Interview: Michael Brodie on Industry Lessons, Knowledge Discovery, and Future Trends

The last part of our exclusive interview focuses on Industry Lessons, Knowledge Discovery, Privacy Issues, Expected Technical Developments in next 5 years and more.

By Gregory Piatetsky, May 6, 2014.

Here are Part 1 and Part 2 of the interview with Michael Brodie. This is the third and final part of the interview.

Michael BrodieDr. Michael L. Brodie has served as Chief Scientist of a Fortune 20 company, an Advisory Board member of leading national and international research organizations, and an invited speaker and lecturer. In his role as Chief Scientist Dr. Brodie has researched and analyzed challenges and opportunities in advanced technology, architecture, and methodologies for Information Technology strategies. He has guided advanced deployments of emergent technologies at industrial scale, most recently Cloud Computing and Big Data. In his Advisory Board roles Dr. Brodie addresses current and emergent strategic challenges and opportunities that are central to the charter and success of the organizations. As an invited speaker Dr. Brodie has presented compelling visions, challenges, and strategies for our emerging Digital Universe in over 100 keynote speeches in over 30 countries and in over 100 books and articles.

GP: Q9. Around 1989 when you were a manager at GTE Labs and I was a member of technical staff there, you were somewhat skeptical of the idea I proposed for research into Knowledge Discovery in Databases (then called KDD or Data Mining, and more recently Predictive Analytics, and Data Science). The field has progressed significantly since then. From your point of view, what are the main successes and disappointments of KDD/Data Mining/Predictive Analytics and can Data Science become an actual science?

Big Data wordleMB: My current research concerns the scientific and philosophical underpinnings of Big Data and data Science. With Big Data we are undergoing a fundamental shift in thinking and in computing. Big Data is a marvelous tool to investigate What – correlations or patterns that suggest that things might have or will occur.

Big Data’s weakness is that it says nothing about Why – causation or why a phenomenon occurred or will occur.

A pernicious aspect of What are the biases that we bring to it. On a personal note, my biased recall of 1989 was how marvelous your ideas were and the amazing potential of data mining. I accept your view that I was skeptical and not as enthusiastic as I recall. You see I modified reality to fit my desire to be on the winning side, which I was not then. Hence, what we think that we think may bear little resemblance to reality or, more precisely other people’s reality. As Richard Feynman said,

“The first principle is that you must not fool yourself - and you are the easiest person to fool.”

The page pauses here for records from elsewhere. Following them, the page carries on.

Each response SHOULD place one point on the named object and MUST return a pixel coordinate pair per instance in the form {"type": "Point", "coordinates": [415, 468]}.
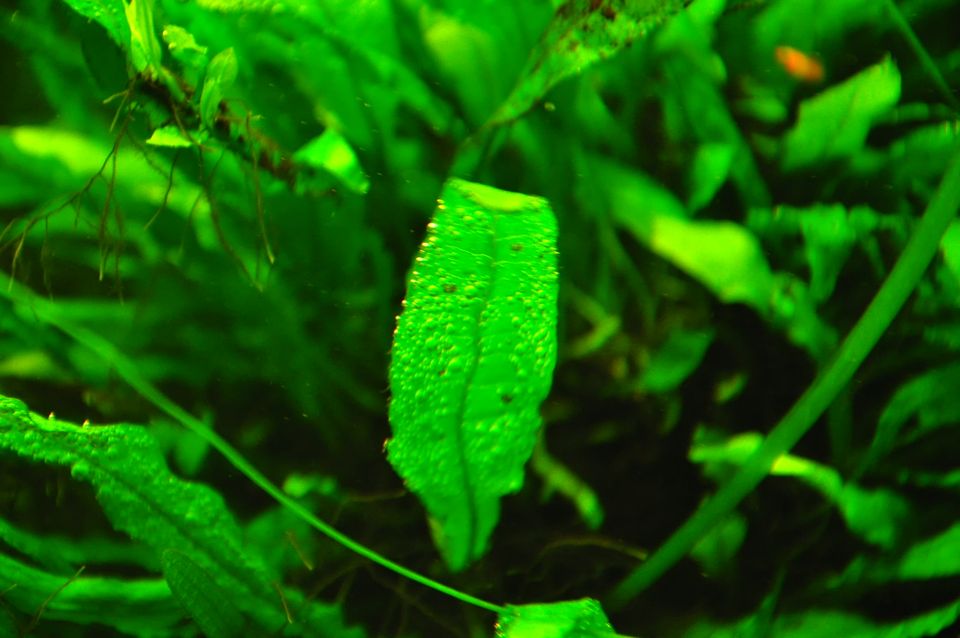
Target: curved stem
{"type": "Point", "coordinates": [46, 311]}
{"type": "Point", "coordinates": [817, 398]}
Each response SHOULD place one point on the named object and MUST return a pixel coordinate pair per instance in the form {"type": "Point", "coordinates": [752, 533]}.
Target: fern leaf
{"type": "Point", "coordinates": [472, 359]}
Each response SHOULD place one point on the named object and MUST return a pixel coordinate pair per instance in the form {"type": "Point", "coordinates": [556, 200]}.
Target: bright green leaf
{"type": "Point", "coordinates": [835, 123]}
{"type": "Point", "coordinates": [473, 356]}
{"type": "Point", "coordinates": [571, 619]}
{"type": "Point", "coordinates": [221, 73]}
{"type": "Point", "coordinates": [170, 136]}
{"type": "Point", "coordinates": [143, 499]}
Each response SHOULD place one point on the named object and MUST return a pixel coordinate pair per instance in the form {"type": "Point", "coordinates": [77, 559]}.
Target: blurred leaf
{"type": "Point", "coordinates": [110, 14]}
{"type": "Point", "coordinates": [581, 33]}
{"type": "Point", "coordinates": [132, 606]}
{"type": "Point", "coordinates": [571, 619]}
{"type": "Point", "coordinates": [930, 398]}
{"type": "Point", "coordinates": [675, 360]}
{"type": "Point", "coordinates": [208, 604]}
{"type": "Point", "coordinates": [716, 551]}
{"type": "Point", "coordinates": [169, 136]}
{"type": "Point", "coordinates": [835, 123]}
{"type": "Point", "coordinates": [331, 152]}
{"type": "Point", "coordinates": [876, 516]}
{"type": "Point", "coordinates": [145, 52]}
{"type": "Point", "coordinates": [472, 359]}
{"type": "Point", "coordinates": [143, 499]}
{"type": "Point", "coordinates": [221, 73]}
{"type": "Point", "coordinates": [708, 172]}
{"type": "Point", "coordinates": [817, 623]}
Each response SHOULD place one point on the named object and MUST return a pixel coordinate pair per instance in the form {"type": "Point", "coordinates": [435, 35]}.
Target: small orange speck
{"type": "Point", "coordinates": [798, 64]}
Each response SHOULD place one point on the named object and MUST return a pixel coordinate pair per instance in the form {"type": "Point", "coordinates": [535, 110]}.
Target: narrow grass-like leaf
{"type": "Point", "coordinates": [472, 359]}
{"type": "Point", "coordinates": [570, 619]}
{"type": "Point", "coordinates": [208, 604]}
{"type": "Point", "coordinates": [835, 123]}
{"type": "Point", "coordinates": [143, 499]}
{"type": "Point", "coordinates": [141, 607]}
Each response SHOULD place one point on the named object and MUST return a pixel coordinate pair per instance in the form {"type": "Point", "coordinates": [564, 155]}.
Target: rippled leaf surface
{"type": "Point", "coordinates": [472, 359]}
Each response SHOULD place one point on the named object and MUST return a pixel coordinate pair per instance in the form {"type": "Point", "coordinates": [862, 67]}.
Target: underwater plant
{"type": "Point", "coordinates": [569, 319]}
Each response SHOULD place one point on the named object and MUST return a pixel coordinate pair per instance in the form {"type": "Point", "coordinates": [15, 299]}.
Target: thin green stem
{"type": "Point", "coordinates": [832, 379]}
{"type": "Point", "coordinates": [929, 66]}
{"type": "Point", "coordinates": [46, 311]}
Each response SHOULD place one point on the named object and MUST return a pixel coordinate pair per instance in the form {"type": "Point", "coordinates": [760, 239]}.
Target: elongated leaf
{"type": "Point", "coordinates": [570, 619]}
{"type": "Point", "coordinates": [143, 499]}
{"type": "Point", "coordinates": [581, 33]}
{"type": "Point", "coordinates": [472, 359]}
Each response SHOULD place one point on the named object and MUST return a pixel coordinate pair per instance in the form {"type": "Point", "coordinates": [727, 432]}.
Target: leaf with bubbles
{"type": "Point", "coordinates": [472, 359]}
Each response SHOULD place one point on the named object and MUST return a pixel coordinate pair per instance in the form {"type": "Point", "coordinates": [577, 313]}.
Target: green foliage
{"type": "Point", "coordinates": [207, 212]}
{"type": "Point", "coordinates": [472, 360]}
{"type": "Point", "coordinates": [573, 619]}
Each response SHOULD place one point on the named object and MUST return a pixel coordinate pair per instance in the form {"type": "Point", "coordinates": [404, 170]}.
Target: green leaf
{"type": "Point", "coordinates": [170, 136]}
{"type": "Point", "coordinates": [332, 153]}
{"type": "Point", "coordinates": [835, 123]}
{"type": "Point", "coordinates": [135, 607]}
{"type": "Point", "coordinates": [570, 619]}
{"type": "Point", "coordinates": [208, 604]}
{"type": "Point", "coordinates": [143, 499]}
{"type": "Point", "coordinates": [221, 73]}
{"type": "Point", "coordinates": [110, 14]}
{"type": "Point", "coordinates": [472, 359]}
{"type": "Point", "coordinates": [675, 360]}
{"type": "Point", "coordinates": [145, 52]}
{"type": "Point", "coordinates": [817, 623]}
{"type": "Point", "coordinates": [931, 399]}
{"type": "Point", "coordinates": [877, 516]}
{"type": "Point", "coordinates": [581, 33]}
{"type": "Point", "coordinates": [708, 172]}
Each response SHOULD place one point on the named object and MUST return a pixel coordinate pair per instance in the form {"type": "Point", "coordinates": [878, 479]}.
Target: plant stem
{"type": "Point", "coordinates": [862, 338]}
{"type": "Point", "coordinates": [33, 306]}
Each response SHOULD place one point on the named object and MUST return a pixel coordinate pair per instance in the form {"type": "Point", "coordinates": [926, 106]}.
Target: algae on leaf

That said, I see the main successes of this trend as a nascent trajectory along the lines of Big Data, Data Analytics, Business Intelligence, Data Science, and whatever the current trendy term is. The World of What is phenomenal – machines proposing potential correlations that are beyond our ability to identify. Humans consider seven plus or minus 2 variables at a time, a rather simple model, while models, such as Machine learning, can consider millions or billions of variables at a time. Yet 95% (or even 99.99999%) of the resulting correlations may be meaningless. For example, ~99% of credit card transactions are legitimate with less than 1% that are fraudulent, yet the 1% can kill the profits of a bank. So precision and outlier cases, called anomalies in science can matter. So it pays to search for apparently anomalous behavior – as it is happening!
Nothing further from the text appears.